Se entre as louras areias Do meu Jaquitinhonha, um Gênio erguido Às Regiões alheias Manda que em doce metro repetido
Hoje o teu nome leve, Tanto à virtude, meu Beltrão, se deve. Vejo a sórdida inveja De ira morder-se, e as serpes sacudindo,
Por se tragar forceja; De pejo e de vergonha em vão cobrindo Co’as frias mãos ao rosto, Geme a calúnia no mortal desgosto.
Vós, Gênios fortunados, Que do Templo da Glória honrais a estância, Os méritos sagrados Cantai do bom Ministro: a constância,
A sábia fortaleza É quem o guia na maior empresa. Se os rígidos palmares Da Idumeia consulto, o bravo Noto,
Os tormentosos ares Não podem mais dobrá-los: zomba, imoto, Nem às ondas tem medo, Sobranceiro ao Egeu, firme penedo.
Tal a constância tua Em meio foi dos pérfidos rumores; A verdade, que, nua, Derramava em teu rosto as vivas cores,
Sobre as aras decentes Por triunfo mil troféus pendentes. A vigilância, o zelo, A retidão do espírito, elevada
Ao grau mais rico e belo, Essa virtude, que nos traz provada Em meio dos Tesouros A sã virtude, que enobrece os Louros:
Tudo, tudo aparece, Sábio Ministro, da vitória ao lado; Atenas, que me oferece No seu público Erário acreditado
Aristides, o justo, Em ti acena o seu modelo augusto. Mil vezes orgulhosa Negra calúnia o seu desterro tenta;
A virtude preciosa Contra o fero Temístocles sustenta, Não há força que baste, Não há poder que o peito lhe contraste.

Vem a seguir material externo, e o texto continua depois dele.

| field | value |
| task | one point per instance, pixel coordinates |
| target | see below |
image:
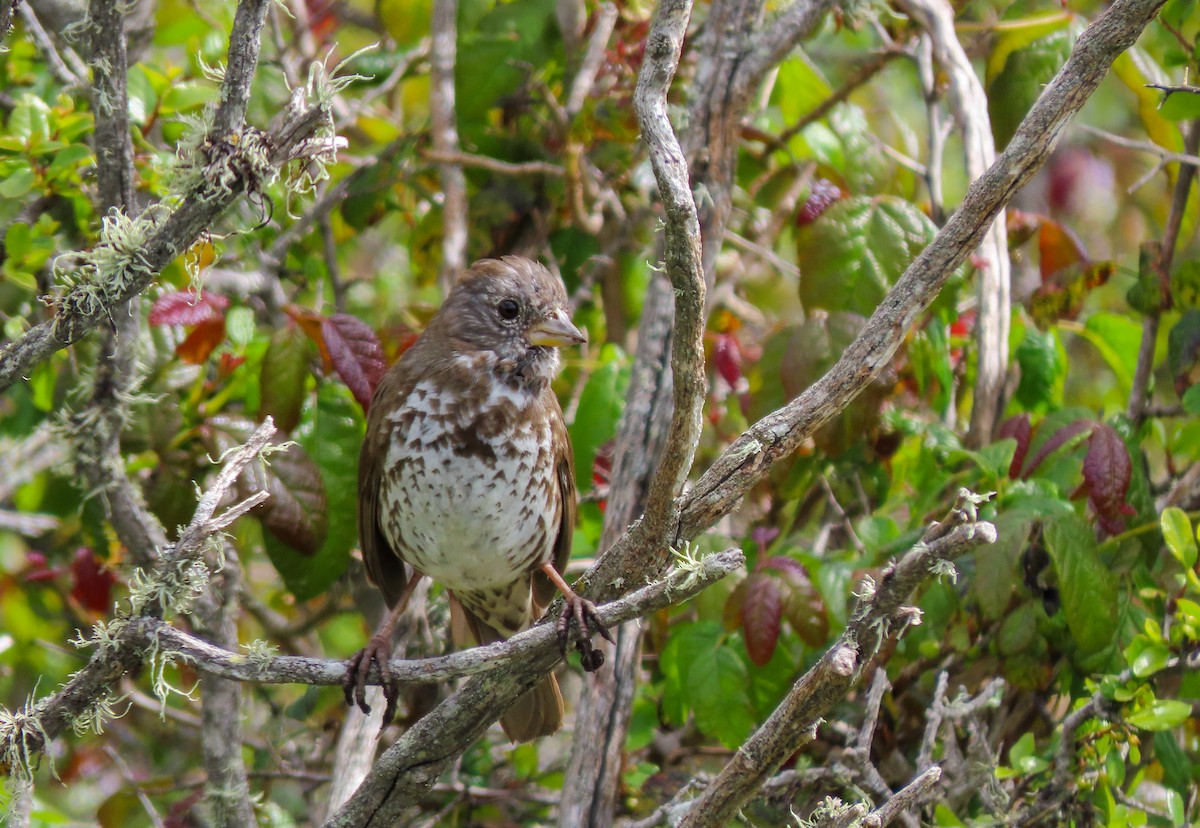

Feliz o Rei, o Povo, Feliz também de Têmis a balança De um modo raro e novo Nas tuas mãos eu vejo que descansa;
Aos prêmios, ao castigo Se reparte sem queixa o braço amigo. Ah! sinta a nossa idade De um sangue ilustre, de um talento raro
A próvida igualdade! Melhor do que nos mármores de Paro, Em memória aos vindouros T’ergue o Serro um Padrão nos seus Tesouros.